Apter some calculation steps, we have

\[\boxed{ \Pr(\text{error}) = \frac{1}{2 \left( 1 + \frac{2\sigma_r^2 \mathcal{E}}{\sigma_z^2} \right)} \exp \left( -\frac{\mathcal{E}}{\sigma_z^2} \frac{\Upsilon^2}{1 + \frac{2\sigma_r^2 \mathcal{E}}{\sigma_z^2}} \right) } \]

Special Case of Rayleigh Channel#

For a Rayleigh fading channel:

  • The received signal does not have a deterministic line-of-sight (LOS) component.

  • As a result, the mean received signal strength (i.e., the deterministic component \(\Upsilon\)) is zero, i.e., \( \Upsilon = 0\).

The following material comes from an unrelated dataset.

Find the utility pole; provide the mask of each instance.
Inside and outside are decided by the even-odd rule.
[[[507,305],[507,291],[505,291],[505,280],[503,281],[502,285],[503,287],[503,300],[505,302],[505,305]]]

If \( \Upsilon = 0 \), the exponential term becomes:

\[ \exp\left(-\frac{\mathcal{E}}{\sigma_z^2} \frac{\Upsilon^2}{1 + \frac{2\sigma_r^2 \mathcal{E}}{\sigma_z^2}}\right) = \exp(0) = 1. \]

Thus, the probability of error simplifies to:

\[ \Pr(\text{error}) = \frac{1}{2 \left( 1 + \frac{2\sigma_r^2 \mathcal{E}}{\sigma_z^2} \right)}. \]

Consiser the general likelihood ratio above, if one of the hypotheses, say \( H_0 \), corresponds to the “radar problem” of noise only, it is straightforward to show that the likelihood ratio is

\[ L(\vec{y}) = \exp \left( \frac{g_1^2 + e_1^2}{4c_1} \right) I_0 \left( \frac{g_1 e_1}{2c_1} \right) \left[ \frac{1}{2c_1 \sigma_1^2} \exp \left( -\frac{\Upsilon^2}{2\sigma_r^2} \right) \right] \]

The term in square brackets in this equation is a constant, which can be predetermined and incorporated in the decision threshold.